Variational Joint Magnetometry and Gradiometry on Dipolar Spin Chains

TL;DR

This paper develops a variational framework for joint magnetometry and gradiometry on dipolar spin chains, achieving near-optimal quantum Fisher information performance for two-parameter sensing.

Contribution

It introduces a variational approach with a diagonal circuit ansatz to optimize joint magnetic field and gradient estimation, surpassing classical limits.

Findings

Achieves 0.92 of the best benchmark det(F) at N=5, a 4.2x SQL advantage.

Variational probes at L=3 reach near-optimal performance, outperforming fixed decoders.

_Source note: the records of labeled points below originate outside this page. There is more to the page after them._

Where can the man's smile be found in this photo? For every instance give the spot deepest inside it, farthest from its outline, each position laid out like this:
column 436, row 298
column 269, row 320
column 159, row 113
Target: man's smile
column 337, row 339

The optimal measurement structure follows from Dicke-sector decomposition, focusing on specific quantum states.

Abstract

Estimating a uniform magnetic field B0 and its spatial gradient g on a dipolar-coupled spin chain calls for a multiparameter figure of merit. The GHZ state, optimal for single-parameter Heisenberg-limited sensing, has a rank-one quantum Fisher information matrix with det(Q^GHZ) = 0 at every chain length N, ruling it out for the two-parameter problem. We present a variational framework that takes det(F) as the objective and a hardware-motivated layered dipolar circuit as the ansatz. Both encoding generators are diagonal in the computational basis, which reduces the search for the quantum Fisher information benchmark to a probability-simplex optimization and yields a tractable best-found benchmark det(Q*) against which variational performance is compared. The same diagonal structure makes the classical Fisher information depend only on basis-state probabilities under any single-qubit decoder, so encoder and decoder parameters are co-trained with CMA-ES in a single run. Decoder optimization past fixed Ramsey adds at most a few percentage points across the grid, in contrast to the persistent decoder gains seen in our prior single-parameter work. Variational probes at L = 3 reach 0.92 of the best-found benchmark at N = 5, a 4.2x SQL advantage in det(F), and concentrate on a four-string motif of the two GHZ extrema and two half-chain-flip strings whose structure follows from the Dicke-sector decomposition of the two generators.